Dixon was more than 4 mph slower than Carpenter's pole-winning speed from 2014 and roughly 7 mph off the pace most expected it to take to claim this year's top spot.

But there were no more accidents.

"We don't want to see cars getting in the air, and there's only a few tools that you have in the toolbox to use," Dixon said. "IndyCar, whether it's the right or wrong situation, for safety, it's kind of all they had. I think we saw today, obviously, the speeds came down. With the speeds down, obviously, I think the safety is going to get better."

All of the cars are using new aero kit packages, but the only ones that lifted off the track were Chevys.

Derrick Walker, IndyCar's president of competition and operations, said the causes of those crashes were different. He blamed Castroneves' wreck on an aero balance setting that was pushed too far, Newgarden's on a cut tire and claimed Carpenter's was merely an accident.

Walker also said the problem may not be limited only to Chevy and that both manufacturers continue to study the data.

The good news is that none of the three drivers were seriously injured. Castroneves and Carpenter, in fact, were back in the cockpit less than six hours after hitting the wall.

Still, many wonder if enough testing was done before coming to the 2.5-mile Brickyard for the season's first oval race.

Series spokesman Mike Kitchel said earlier this week the kits were tested extensively on other ovals during the offseason. But nothing is like Indianapolis, which has the longest straightaways, produces the fastest speeds and has four distinctly different corners.
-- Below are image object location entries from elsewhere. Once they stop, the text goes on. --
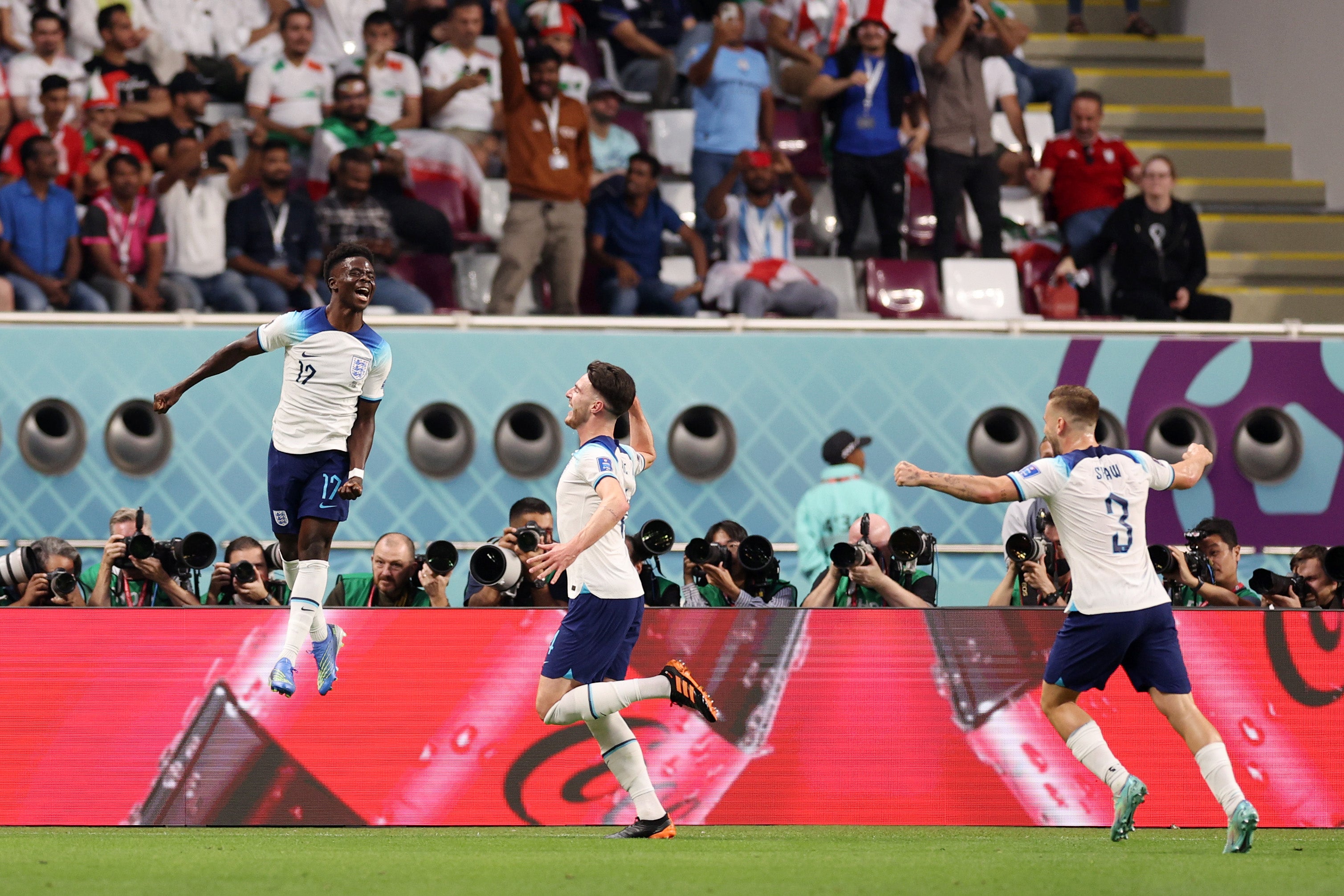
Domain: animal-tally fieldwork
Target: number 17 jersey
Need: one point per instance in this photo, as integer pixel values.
(327, 374)
(1099, 500)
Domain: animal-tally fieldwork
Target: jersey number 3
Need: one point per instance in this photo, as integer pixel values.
(1112, 503)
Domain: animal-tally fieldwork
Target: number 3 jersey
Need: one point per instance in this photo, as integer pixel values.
(327, 373)
(1099, 500)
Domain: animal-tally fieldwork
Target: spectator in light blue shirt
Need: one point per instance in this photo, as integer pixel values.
(625, 240)
(41, 244)
(611, 144)
(734, 108)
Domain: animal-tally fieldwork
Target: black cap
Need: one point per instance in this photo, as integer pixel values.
(186, 82)
(842, 445)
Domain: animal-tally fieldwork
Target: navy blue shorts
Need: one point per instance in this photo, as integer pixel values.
(1091, 648)
(596, 639)
(303, 485)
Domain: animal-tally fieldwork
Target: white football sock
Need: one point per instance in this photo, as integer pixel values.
(1091, 749)
(311, 583)
(623, 755)
(604, 698)
(1218, 774)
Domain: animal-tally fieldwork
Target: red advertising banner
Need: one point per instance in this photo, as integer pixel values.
(830, 717)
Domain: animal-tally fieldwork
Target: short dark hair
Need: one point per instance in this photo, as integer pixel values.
(29, 150)
(527, 505)
(1222, 528)
(944, 8)
(48, 14)
(1088, 94)
(289, 14)
(342, 253)
(541, 54)
(378, 18)
(123, 159)
(613, 385)
(106, 14)
(241, 543)
(652, 162)
(1078, 403)
(736, 531)
(403, 538)
(1310, 553)
(346, 78)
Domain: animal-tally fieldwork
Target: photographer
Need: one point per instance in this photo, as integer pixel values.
(1326, 591)
(658, 591)
(44, 589)
(1049, 581)
(873, 582)
(730, 585)
(260, 590)
(397, 579)
(1218, 543)
(526, 593)
(122, 581)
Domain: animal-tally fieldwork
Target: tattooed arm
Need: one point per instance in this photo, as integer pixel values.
(982, 489)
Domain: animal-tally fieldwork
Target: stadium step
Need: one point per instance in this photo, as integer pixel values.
(1163, 86)
(1181, 123)
(1221, 158)
(1248, 191)
(1115, 50)
(1103, 16)
(1273, 233)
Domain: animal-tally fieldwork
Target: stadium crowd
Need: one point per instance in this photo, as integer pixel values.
(848, 555)
(204, 154)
Power insisted testing anywhere other than Indy would not help.

"This is such a unique place, and we had ample time here to understand it," he said. "But you know, how can you understand what a car does backward at 220 mph? How can you understand that? There's no wind tunnel. There's no one who wants to be a crash test dummy and try that out at an oval, so it wouldn't have mattered."

While acknowledging the series officials erred on the side of caution, some Honda drivers weren't happy with the decision.

After chasing Chevy all season, Honda felt it had closed the gap after losing five poles and four of the first five races.

Almost immediately after the announcement, American Graham Rahal predicted that Chevy cars would dominate the starting grid again. They did. Only two Honda cars made the top 10 for next Sunday's race.

"I just feel like it's playing into Chevy's hands. Chevy's really, because of their problems with the aero kits lifting, that's really what forced this issue in the first place," Rahal said before qualifying started. "So I don't fully understand why the Hondas should be penalized."

Art St. Syr, president of Honda Performance Development, issued a statement saying the company supported series officials in their pursuit of safety.

Jim Campbell, the U.S. vice president for Chevy's performance vehicles and motorsports also issued a statement calling safety a "priority."

And Walker continues to insist the problems can be fixed. But they until they are, series officials and race organizers will continue to stay cautious.

"The ultimate test is when you get on the racetrack and that, somewhat, is where we are now," Walker said. "We've got a situation and we're trying to learn as quickly as we can while, at the same time, put on a competitive race with basically two different configurations."